A silly dplyr example with pipes
Let’s try a single-pipe dplyr example. We’ll pipe the mammals data frame to the arrange function’s first argument, and choose to arrange by the adult_body_mass_g column:
mammals %>% arrange(adult_body_mass_g)## # A tibble: 5,416 x 6
## order species adult_body_mass… adult_head_body_… home_range_km2
## <chr> <chr> <dbl> <dbl> <dbl>
## 1 Chirop… Craseonycter… 1.96 31.0 NA
## 2 Chirop… Kerivoula mi… 2.03 NA NA
## 3 Sorico… Suncus etrus… 2.26 NA NA
## 4 Sorico… Sorex minuti… 2.46 52.0 NA
## 5 Sorico… Suncus madag… 2.47 NA NA
## 6 Sorico… Crocidura lu… 2.48 31.0 NA
## 7 Sorico… Crocidura pl… 2.5 NA NA
## 8 Chirop… Pipistrellus… 2.51 NA NA
## 9 Sorico… Sorex nanus 2.57 52 NA
## 10 Sorico… Sorex arizon… 2.7 58.0 NA
## # ... with 5,406 more rows, and 1 more variable: litter_size <dbl>An awesome example
OK, here’s where it gets cool. We can chain dplyr functions in succession. This lets us write data manipulation steps in the order we think of them and avoid creating temporary variables in the middle to capture the output. This works because the output from every dplyr function is a data frame and the first argument of every dplyr function is a data frame.

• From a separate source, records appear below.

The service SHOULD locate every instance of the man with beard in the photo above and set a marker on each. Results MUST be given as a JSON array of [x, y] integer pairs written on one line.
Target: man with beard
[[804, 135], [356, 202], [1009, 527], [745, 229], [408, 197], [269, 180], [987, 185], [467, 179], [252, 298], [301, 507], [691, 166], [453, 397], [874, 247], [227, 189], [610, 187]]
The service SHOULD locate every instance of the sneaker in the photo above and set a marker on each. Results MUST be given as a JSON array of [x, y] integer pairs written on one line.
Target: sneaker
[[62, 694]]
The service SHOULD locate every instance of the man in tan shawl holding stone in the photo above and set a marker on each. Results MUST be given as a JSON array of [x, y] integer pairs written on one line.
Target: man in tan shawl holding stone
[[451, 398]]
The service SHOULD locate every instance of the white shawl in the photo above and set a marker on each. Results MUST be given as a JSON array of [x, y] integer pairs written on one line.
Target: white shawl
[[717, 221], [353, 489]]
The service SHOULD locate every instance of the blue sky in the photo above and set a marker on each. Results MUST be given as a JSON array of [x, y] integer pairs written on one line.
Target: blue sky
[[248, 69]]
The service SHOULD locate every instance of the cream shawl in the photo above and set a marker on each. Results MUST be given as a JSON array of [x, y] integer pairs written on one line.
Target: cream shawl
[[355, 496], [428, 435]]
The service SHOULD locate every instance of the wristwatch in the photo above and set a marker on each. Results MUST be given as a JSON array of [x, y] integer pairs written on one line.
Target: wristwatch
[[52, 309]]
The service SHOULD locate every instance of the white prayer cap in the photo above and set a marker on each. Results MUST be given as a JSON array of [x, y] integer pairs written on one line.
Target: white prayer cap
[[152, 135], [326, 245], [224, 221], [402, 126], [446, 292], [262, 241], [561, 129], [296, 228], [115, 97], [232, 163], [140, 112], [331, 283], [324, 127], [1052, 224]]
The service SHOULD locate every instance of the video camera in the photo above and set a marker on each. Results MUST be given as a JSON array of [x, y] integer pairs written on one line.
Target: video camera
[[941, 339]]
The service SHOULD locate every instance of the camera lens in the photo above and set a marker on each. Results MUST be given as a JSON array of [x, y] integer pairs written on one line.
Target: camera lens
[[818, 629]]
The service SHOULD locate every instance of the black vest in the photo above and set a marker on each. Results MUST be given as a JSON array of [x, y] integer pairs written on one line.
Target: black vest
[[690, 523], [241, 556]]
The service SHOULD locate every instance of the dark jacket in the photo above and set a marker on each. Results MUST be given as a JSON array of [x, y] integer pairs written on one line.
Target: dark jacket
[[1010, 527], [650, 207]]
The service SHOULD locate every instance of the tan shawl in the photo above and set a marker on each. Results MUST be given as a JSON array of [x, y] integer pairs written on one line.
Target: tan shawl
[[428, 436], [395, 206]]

Say we wanted to find the species with the highest body-mass-to-length ratio:
mammals %>%
mutate(mass_to_length = adult_body_mass_g / adult_head_body_len_mm) %>%
arrange(desc(mass_to_length)) %>%
select(species, mass_to_length)## # A tibble: 5,416 x 2
## species mass_to_length
## <chr> <dbl>
## 1 Balaena mysticetus 6539.
## 2 Balaenoptera musculus 5063.
## 3 Megaptera novaeangliae 2334.
## 4 Eschrichtius robustus 2309.
## 5 Balaenoptera physalus 2302.
## 6 Elephas maximus 1704.
## 7 Eubalaena glacialis 1654.
## 8 Eubalaena australis 1625.
## 9 Balaenoptera edeni 1444.
## 10 Balaenoptera borealis 1203.
## # ... with 5,406 more rowsSo, we took mammals, fed it to mutate() to create a mass-length ratio column, arranged the resulting data frame in descending order by that ratio, and selected the columns we wanted to see. This is just the beginning. If you can imagine it, you can string it together. If you want to debug your code, just pull a pipe off the end and run the code down to that step. Or build your analysis up and add successive pipes.

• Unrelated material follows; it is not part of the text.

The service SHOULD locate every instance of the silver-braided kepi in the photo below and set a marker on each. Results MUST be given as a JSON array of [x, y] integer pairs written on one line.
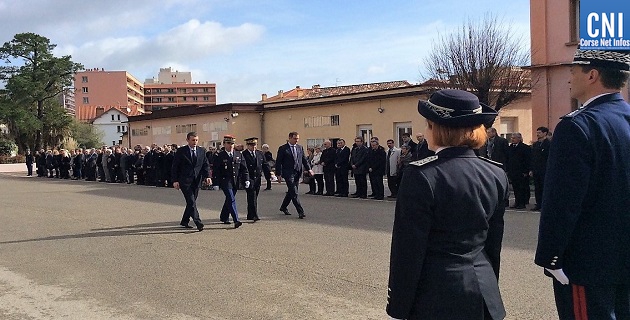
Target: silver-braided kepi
[[603, 58]]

The above is equivalent to:
select(
arrange(
mutate(mammals,
mass_to_length = adult_body_mass_g / adult_head_body_len_mm),
desc(mass_to_length)),
species, mass_to_length)## # A tibble: 5,416 x 2
## species mass_to_length
## <chr> <dbl>
## 1 Balaena mysticetus 6539.
## 2 Balaenoptera musculus 5063.
## 3 Megaptera novaeangliae 2334.
## 4 Eschrichtius robustus 2309.
## 5 Balaenoptera physalus 2302.
## 6 Elephas maximus 1704.
## 7 Eubalaena glacialis 1654.
## 8 Eubalaena australis 1625.
## 9 Balaenoptera edeni 1444.
## 10 Balaenoptera borealis 1203.
## # ... with 5,406 more rowsBut the problem here is that you have to read it inside out, it’s easy to miss a bracket, and the arguments get separated from the function (e.g. see mutate() and desc(mass_to_length))). Plus, this is a rather trivial example. Chain together even more steps and it quickly gets out of hand.

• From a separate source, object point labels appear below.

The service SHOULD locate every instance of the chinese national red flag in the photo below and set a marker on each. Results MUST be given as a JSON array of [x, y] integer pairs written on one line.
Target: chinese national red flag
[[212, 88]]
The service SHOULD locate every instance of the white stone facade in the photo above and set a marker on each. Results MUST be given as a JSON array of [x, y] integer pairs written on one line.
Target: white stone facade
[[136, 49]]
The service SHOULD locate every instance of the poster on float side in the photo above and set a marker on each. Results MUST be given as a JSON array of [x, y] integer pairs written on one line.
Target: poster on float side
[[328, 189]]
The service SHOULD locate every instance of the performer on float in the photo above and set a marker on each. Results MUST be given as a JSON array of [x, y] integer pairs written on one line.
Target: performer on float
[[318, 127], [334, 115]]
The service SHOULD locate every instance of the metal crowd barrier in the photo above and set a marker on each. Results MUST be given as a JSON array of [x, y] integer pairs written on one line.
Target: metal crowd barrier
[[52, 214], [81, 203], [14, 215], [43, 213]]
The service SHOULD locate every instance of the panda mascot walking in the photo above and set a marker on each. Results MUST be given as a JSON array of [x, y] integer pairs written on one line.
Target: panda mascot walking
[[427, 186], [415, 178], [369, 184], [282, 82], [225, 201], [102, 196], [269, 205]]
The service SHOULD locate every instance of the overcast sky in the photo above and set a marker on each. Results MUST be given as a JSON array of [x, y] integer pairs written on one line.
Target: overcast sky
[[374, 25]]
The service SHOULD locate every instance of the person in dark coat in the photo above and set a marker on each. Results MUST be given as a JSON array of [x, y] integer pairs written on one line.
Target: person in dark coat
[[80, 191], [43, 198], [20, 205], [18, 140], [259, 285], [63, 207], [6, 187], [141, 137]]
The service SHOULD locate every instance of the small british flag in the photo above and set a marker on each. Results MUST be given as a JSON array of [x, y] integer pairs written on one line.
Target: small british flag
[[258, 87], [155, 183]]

Here’s one more example. Let’s ask what taxonomic orders have a median litter size greater than 3.
mammals %>% group_by(order) %>%
summarise(median_litter = median(litter_size, na.rm = TRUE)) %>%
filter(median_litter > 3) %>%
arrange(desc(median_litter)) %>%
select(order, median_litter)## # A tibble: 5 x 2
## order median_litter
## <chr> <dbl>
## 1 Didelphimorphia 6.60
## 2 Dasyuromorphia 6.19
## 3 Erinaceomorpha 3.87
## 4 Soricomorpha 3.66
## 5 Rodentia 3.28These examples don’t even highlight one of the best things about dplyr. It’s really fast. The internal C++ code makes quick work of massive data frames that would make plyr slow to a crawl.
dplyr can do much more, but the above are the basics of the 5 verbs and pipes. Try them for a bit. Once they click I think they’ll revolutionize your data analysis.